- The proposed Thor Cogeneration Power Station
- Country: England
- Location: County Durham, North East England
- Coordinates: 54°36′11″N 1°12′10″W﻿ / ﻿54.603145°N 1.202748°W
- Status: Undeveloped
- Commission date: 2012 (planned)
- Operator: PX Limited

Thermal power station
- Primary fuel: Natural gas
- Cogeneration?: Yes

Power generation
- Nameplate capacity: 1,020 MW

= Thor Cogeneration Power Station =

Thor Cogeneration is a planned, but undeveloped, gas-fired cogeneration plant, which was to be built on Seal Sands near Billingham, in County Durham, North East England.

==Development==
On 19 January 2007, newly established business venture Thor Cogeneration, a subsidiary of Teesside-based PX Group, announced plans for a new power station on Teesside. The station is proposed as a 1,020 megawatt (MW) combined heat and power combined cycle gas turbine plant. Stockton Borough Council gave their approval for the station in April 2007. The station's licence for the generation of electricity was also granted later in 2007. On 28 August 2008, government approval for the station to be built was granted by Energy minister Malcolm Wicks. Construction was expected to begin in 2009, with operations predicted for early in 2012.

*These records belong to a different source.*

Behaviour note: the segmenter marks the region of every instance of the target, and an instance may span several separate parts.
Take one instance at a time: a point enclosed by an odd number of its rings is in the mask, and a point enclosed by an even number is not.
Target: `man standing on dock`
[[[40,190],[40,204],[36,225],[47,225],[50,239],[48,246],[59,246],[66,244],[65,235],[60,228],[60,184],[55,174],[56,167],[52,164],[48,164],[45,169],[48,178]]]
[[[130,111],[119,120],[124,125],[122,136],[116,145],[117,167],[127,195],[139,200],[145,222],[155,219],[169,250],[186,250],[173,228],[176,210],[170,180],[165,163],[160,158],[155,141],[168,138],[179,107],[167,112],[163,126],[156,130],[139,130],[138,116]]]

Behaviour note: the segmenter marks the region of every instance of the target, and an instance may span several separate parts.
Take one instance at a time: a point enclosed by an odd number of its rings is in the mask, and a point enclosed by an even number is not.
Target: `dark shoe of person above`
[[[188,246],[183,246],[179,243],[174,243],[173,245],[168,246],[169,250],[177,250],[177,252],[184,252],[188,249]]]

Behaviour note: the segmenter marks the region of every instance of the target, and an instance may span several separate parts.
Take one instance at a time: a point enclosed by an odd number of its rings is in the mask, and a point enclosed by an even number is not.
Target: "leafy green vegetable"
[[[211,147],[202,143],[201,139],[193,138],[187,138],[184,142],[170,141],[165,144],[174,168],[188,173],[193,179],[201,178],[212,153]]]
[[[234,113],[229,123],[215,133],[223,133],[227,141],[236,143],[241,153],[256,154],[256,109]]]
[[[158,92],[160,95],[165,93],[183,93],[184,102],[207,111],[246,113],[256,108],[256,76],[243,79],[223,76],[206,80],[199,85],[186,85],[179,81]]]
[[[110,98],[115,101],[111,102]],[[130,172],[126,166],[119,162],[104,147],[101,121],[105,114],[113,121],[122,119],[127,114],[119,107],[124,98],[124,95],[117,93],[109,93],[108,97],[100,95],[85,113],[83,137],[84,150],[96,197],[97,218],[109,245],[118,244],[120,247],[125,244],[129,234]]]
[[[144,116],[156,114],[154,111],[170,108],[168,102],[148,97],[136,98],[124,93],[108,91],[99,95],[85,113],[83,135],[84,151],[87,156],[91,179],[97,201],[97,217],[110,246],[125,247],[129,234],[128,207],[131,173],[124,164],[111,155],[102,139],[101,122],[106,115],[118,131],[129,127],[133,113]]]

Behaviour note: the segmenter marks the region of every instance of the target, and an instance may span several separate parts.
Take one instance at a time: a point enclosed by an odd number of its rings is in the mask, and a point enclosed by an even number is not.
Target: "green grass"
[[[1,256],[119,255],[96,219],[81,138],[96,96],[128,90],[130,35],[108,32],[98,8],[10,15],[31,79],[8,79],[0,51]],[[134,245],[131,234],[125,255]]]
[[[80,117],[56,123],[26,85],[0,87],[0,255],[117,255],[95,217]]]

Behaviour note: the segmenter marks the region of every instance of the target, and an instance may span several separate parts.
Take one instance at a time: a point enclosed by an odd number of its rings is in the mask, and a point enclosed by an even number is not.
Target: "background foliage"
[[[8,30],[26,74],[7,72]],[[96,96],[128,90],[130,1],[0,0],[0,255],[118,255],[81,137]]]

The development did not progress beyond the design stage.

Thor Cogeneration Limited held an Electricity Generation licence under the Electricity Act 1989. In May 2013 Thor Cogeneration Limited applied to Ofgem to have the Licence revoked. The Licence was revoked with effect from 22 September 2013.

==Proposed specification==
The station would use two gas-fired generators, with excess heat being used to make steam to drive a further generator. Electricity generated would be distributed to the National Grid. As well as generating electricity, the station would provide heat to the nearby, SABIC operated North Tees Works oil refinery, in the form of steam. Natural gas, the station's fuel, would be supplied to the station by a pipeline, with a short connection to an existing pipeline to the north. The station will require 20% less gas per MW generated than current operating gas-fired stations.

The station was expected to be able to achieve a 58% efficiency rating by using the latest gas turbine technology. It will create 60% less carbon emissions than current coal-fired power stations. It would be cooled by using an air cooled condenser, avoiding the need to extract from or discharge water into the nearby River Tees. 1,000 people would be employed during the construction and 60 would have been employed when the station is operational.